There is always lots of
interest in determining if housing prices in Canada are too high. There is even
some talk that the Canadian housing market is in a bubble (Macleans). The Economist has a
really nice interactive tool that allows users to compare housing markets in
different countries around the world. One way to compare housing prices across
time is to follow the ratio of house prices to income. According to the chart,
this value for Canada was 100 in 1985 and then rose quickly to 155 in 1989 (a 55% increase in just 4 years!).

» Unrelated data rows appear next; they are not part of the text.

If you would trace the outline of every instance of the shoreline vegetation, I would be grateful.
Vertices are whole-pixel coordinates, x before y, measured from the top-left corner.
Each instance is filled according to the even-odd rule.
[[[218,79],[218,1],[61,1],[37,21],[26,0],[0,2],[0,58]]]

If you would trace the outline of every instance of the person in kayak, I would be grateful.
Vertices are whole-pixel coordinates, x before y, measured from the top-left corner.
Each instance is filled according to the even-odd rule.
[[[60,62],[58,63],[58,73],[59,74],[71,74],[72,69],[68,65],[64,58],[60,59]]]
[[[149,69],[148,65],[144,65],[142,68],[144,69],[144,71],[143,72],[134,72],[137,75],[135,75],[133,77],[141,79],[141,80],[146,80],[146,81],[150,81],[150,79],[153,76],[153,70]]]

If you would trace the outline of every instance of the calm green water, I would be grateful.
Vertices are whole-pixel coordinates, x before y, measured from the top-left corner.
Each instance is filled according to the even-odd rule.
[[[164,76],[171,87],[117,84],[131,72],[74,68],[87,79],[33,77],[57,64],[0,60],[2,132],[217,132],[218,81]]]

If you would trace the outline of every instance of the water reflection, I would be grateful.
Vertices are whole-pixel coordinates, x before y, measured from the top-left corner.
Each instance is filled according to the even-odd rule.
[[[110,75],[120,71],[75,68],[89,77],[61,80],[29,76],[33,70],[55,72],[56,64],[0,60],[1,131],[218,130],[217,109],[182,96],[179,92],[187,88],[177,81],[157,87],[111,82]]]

After 1989, the ratio of house prices in Canada to income slowly dropped
throughout the 1990s. In 2001 the ratio of house prices to income in Canada started
to increase and now stands at a record high of 180. Notice that for any
particular year, the ratio of house prices to income in Canada is larger than
the corresponding value in Britain or the US. Of the countries shown in the chart,
the Canadian house price to income ratio is most similar to Australia (although
this ratio for Australia has been weakening in the past few years).
So what is the upshot for Canada? High ratios of house prices to income are not good for Canadians because many home buyers need to borrow money to buy a house. Borrowing money means taking on debt. Taking on debt today is easy because of the low interest rates, but once interest rates start to rise, mortgage payments for many are going to be a big problem. For foreign buyers with lots of money, rising interest rates are probably not much of a concern.